I don't have a penis, but I'm totally relating to Frank because he is the main character and the narrator. I would say that the act of reading...which consists of the act of the reader bringing meaning to the novel (which perhaps *defines* reading in many ways)....makes gender boundaries blurred. That's a hypothesis...up for debate. I'm not saying that when I read my gender disappears, but that it isn't as concrete. I am the silent but active reader, in the fantasy land of my head, at times relating and at times not relating to the narrator and/or main character.

Probably just over half of the novels and non-fiction that I read is written by men and/or has a masculine first-person voice. I haven't had any problems relating to the male characters. Is this just me? I'm totally curious?

Dr. S.A. Ogden said...

That's a very good follow-on to Maggie's Wednesday presentation.

For myself, I first read the "Anne of Green Gables" books when I was in grade three and I remember clearly absolutely loving them -- deeply deeply loving the character & the atmosphere. It is one of my "big" fiction experiences. I was also captivated by Elinor's plight in "Sense & Sensibility." As for the Brontes .... well, you know what I think about my county-women!

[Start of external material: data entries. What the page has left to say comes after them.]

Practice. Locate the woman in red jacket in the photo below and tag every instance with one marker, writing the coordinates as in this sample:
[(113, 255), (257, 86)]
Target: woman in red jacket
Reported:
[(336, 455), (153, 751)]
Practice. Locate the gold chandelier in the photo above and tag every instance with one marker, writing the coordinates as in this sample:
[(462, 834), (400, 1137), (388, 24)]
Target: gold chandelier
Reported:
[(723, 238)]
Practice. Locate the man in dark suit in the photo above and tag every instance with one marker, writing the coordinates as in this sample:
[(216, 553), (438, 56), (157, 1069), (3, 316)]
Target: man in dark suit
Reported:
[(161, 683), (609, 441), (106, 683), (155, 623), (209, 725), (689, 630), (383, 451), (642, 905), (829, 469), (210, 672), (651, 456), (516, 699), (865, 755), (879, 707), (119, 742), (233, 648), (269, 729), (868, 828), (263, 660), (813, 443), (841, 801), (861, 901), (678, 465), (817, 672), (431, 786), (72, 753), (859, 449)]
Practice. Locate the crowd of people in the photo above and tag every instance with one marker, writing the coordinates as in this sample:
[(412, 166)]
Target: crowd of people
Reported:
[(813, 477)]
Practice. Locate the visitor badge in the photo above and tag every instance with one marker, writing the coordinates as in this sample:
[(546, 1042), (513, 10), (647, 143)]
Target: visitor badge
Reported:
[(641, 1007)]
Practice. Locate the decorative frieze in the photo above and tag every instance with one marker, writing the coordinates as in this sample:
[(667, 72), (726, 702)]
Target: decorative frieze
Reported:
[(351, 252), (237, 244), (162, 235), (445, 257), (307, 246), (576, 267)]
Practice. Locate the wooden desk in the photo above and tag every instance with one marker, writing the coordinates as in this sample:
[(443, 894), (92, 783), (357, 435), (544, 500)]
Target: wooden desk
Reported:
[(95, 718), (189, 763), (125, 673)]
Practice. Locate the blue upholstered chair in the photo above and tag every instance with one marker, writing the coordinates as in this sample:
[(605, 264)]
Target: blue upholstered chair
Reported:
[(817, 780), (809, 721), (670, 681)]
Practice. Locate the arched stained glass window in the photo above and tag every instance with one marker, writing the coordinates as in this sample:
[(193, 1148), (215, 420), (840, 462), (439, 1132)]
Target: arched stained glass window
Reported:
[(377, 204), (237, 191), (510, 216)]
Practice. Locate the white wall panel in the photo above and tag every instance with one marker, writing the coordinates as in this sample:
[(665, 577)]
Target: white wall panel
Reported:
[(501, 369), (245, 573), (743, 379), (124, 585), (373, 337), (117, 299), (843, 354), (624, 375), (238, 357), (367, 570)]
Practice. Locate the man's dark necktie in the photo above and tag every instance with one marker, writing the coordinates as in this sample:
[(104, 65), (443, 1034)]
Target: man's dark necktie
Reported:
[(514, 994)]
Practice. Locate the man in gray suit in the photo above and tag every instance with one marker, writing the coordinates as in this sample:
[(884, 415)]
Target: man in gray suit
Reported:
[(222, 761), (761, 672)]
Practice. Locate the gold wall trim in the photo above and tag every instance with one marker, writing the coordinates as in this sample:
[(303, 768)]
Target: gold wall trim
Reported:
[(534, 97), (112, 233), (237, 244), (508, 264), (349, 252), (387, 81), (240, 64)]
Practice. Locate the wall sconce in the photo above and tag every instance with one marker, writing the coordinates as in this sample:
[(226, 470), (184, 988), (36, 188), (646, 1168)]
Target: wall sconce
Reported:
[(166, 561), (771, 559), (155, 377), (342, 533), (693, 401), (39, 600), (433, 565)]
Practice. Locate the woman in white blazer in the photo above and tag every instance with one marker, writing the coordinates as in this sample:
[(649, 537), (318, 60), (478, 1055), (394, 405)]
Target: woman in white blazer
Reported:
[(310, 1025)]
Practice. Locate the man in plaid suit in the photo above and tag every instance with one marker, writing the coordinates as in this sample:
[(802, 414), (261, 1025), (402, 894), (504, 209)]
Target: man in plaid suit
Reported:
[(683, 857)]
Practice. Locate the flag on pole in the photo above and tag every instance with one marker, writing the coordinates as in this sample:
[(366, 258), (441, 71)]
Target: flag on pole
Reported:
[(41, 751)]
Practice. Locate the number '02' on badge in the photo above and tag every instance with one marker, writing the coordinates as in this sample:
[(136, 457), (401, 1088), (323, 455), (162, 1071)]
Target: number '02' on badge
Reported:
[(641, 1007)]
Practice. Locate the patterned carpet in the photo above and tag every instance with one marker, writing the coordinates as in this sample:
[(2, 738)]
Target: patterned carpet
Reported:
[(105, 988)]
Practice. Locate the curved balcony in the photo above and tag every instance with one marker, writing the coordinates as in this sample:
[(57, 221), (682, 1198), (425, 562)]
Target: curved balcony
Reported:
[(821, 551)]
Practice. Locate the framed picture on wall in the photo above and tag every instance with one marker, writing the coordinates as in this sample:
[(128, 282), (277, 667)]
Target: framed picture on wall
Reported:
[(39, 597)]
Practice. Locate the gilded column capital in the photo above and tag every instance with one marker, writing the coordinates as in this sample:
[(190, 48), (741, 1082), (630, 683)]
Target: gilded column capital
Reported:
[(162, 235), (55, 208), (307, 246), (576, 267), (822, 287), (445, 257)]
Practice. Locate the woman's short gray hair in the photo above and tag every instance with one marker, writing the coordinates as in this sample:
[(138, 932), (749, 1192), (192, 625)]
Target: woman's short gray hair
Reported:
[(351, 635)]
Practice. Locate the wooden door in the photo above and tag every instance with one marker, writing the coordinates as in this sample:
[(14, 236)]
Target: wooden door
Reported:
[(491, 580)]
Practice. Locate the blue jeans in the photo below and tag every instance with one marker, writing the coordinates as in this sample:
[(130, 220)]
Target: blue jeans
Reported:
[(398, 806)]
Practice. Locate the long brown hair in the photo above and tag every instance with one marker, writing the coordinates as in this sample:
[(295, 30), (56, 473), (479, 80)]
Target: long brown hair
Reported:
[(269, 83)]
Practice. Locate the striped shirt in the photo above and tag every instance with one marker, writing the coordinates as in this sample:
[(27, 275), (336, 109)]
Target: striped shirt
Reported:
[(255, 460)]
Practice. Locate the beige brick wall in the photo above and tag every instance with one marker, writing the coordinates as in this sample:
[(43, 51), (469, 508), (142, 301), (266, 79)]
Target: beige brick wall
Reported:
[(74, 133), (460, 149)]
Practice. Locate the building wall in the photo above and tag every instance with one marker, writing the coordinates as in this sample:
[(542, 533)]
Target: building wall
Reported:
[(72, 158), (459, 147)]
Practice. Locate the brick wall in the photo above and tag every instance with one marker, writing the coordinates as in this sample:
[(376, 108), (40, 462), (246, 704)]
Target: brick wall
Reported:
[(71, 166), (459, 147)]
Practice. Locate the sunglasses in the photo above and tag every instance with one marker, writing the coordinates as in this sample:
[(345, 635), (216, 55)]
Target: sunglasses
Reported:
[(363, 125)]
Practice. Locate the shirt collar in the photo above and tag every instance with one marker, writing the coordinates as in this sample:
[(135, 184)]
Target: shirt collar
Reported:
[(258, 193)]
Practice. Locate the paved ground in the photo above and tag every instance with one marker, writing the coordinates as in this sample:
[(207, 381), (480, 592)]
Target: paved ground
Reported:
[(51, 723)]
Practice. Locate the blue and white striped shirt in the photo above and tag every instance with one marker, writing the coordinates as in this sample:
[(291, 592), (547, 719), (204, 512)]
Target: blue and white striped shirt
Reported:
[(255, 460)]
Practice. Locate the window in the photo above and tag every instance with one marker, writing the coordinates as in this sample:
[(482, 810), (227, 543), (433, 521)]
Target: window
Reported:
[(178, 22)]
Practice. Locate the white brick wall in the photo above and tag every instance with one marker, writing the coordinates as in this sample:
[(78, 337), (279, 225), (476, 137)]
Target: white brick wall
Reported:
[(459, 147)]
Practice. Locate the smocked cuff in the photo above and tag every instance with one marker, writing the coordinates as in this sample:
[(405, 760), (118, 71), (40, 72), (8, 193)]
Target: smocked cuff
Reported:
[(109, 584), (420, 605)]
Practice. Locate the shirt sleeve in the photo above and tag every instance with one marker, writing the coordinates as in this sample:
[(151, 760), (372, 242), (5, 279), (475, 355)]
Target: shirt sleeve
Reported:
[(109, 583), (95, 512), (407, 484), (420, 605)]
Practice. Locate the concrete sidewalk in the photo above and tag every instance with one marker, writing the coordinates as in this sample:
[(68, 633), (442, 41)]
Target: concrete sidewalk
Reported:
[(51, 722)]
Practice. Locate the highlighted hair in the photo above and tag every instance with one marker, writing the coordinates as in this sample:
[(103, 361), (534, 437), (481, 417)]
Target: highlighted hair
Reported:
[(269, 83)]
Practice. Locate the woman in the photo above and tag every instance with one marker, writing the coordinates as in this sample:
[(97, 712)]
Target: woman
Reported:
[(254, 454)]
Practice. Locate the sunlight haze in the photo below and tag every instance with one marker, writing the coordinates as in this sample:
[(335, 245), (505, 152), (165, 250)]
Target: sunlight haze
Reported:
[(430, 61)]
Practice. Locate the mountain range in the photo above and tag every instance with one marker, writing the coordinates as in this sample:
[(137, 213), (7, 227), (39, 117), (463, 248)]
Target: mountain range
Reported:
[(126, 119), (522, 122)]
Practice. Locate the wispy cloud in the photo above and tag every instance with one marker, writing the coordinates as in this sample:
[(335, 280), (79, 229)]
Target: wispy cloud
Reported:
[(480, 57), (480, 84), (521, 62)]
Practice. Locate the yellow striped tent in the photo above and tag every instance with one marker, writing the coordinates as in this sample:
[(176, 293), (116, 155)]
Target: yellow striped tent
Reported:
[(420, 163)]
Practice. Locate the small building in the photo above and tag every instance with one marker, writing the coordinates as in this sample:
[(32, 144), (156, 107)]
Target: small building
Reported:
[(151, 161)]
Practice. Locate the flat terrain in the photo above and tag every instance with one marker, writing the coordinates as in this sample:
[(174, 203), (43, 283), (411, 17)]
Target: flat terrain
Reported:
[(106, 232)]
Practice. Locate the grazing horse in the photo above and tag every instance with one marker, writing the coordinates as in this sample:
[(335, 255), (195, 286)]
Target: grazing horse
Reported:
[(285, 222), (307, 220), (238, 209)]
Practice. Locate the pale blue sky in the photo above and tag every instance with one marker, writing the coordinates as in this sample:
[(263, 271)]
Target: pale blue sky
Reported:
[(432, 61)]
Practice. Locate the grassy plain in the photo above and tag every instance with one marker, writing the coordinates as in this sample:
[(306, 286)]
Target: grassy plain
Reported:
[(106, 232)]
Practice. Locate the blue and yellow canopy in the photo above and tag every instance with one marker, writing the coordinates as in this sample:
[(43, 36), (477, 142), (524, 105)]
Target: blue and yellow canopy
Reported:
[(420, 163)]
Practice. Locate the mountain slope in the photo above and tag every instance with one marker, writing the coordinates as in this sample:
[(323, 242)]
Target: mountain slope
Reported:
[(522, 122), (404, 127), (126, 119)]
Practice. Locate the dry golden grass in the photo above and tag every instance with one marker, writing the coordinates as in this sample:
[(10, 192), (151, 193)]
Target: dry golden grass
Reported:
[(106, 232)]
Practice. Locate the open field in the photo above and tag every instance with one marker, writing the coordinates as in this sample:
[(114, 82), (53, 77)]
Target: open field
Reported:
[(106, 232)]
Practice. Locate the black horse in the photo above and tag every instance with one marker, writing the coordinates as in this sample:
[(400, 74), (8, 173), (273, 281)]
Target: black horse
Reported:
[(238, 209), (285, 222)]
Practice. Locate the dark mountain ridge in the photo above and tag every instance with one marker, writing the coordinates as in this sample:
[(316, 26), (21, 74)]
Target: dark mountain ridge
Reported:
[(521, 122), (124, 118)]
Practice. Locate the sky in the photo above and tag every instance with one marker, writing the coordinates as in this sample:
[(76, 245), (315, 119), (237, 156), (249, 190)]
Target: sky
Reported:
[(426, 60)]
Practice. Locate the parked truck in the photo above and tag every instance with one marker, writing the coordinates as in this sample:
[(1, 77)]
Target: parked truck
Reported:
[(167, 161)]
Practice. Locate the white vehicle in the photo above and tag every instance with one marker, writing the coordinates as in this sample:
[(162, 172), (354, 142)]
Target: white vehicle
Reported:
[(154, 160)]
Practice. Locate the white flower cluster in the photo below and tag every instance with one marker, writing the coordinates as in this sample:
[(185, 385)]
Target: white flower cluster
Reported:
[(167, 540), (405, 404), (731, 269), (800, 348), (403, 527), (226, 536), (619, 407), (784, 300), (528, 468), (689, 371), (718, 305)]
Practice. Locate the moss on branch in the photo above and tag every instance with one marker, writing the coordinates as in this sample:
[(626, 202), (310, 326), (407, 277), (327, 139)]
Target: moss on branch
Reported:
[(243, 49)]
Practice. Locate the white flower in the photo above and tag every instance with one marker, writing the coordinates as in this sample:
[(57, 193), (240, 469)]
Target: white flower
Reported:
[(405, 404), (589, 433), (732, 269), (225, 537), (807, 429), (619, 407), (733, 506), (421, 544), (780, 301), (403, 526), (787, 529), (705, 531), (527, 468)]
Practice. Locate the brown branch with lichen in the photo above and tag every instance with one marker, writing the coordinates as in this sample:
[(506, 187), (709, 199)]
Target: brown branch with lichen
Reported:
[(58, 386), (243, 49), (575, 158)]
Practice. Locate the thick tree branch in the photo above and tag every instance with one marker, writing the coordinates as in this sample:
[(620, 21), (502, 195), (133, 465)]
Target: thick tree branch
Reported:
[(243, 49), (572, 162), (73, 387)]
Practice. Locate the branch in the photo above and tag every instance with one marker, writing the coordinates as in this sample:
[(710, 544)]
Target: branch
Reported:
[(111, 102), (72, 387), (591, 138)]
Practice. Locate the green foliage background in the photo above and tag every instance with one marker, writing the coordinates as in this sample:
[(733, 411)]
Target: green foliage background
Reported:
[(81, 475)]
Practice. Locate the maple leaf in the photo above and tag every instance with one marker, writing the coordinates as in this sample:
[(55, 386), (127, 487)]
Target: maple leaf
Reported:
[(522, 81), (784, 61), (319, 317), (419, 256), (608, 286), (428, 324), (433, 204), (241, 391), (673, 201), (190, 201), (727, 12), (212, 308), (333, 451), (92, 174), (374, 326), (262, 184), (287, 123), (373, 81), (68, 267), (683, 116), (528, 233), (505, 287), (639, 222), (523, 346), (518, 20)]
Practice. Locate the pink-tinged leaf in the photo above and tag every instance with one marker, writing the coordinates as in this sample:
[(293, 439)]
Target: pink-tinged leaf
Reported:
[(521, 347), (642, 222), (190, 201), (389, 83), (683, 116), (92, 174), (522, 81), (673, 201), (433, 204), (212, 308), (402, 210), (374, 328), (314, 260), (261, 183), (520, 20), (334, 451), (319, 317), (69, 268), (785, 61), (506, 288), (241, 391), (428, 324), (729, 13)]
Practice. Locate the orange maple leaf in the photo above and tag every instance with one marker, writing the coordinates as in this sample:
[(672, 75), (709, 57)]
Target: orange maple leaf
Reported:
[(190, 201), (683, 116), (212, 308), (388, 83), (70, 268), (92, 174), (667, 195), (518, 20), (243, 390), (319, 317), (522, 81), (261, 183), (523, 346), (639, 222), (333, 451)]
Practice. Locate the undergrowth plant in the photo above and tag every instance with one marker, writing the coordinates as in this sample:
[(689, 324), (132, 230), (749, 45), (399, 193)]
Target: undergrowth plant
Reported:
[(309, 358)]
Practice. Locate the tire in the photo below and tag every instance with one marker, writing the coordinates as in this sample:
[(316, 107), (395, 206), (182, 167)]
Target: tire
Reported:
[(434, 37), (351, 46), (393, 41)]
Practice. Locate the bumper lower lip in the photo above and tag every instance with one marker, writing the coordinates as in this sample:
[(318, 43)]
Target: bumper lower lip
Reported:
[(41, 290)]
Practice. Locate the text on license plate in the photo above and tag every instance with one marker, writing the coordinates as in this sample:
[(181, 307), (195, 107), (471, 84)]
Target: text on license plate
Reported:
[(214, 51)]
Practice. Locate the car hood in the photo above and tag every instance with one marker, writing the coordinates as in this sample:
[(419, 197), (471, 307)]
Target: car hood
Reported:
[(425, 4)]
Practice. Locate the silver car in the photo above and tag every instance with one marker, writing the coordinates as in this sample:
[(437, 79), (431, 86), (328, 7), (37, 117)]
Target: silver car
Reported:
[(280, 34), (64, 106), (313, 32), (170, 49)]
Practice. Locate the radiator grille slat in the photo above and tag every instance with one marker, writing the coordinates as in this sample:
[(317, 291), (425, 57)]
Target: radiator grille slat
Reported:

This agrees with "Kiki's" experience --I have no trouble relating to female characters. And as a literay scholar, I find much to commend the experiential mode of explanation; and at this stage of my academic development I am persuaded. To parade in "Big Theories" with support of massive ranks of threatening ordnance indeed cowers the inhabitants; but loses the invading force the honour of engaging the rustic inhabitants in free & amiable exchange of understanding.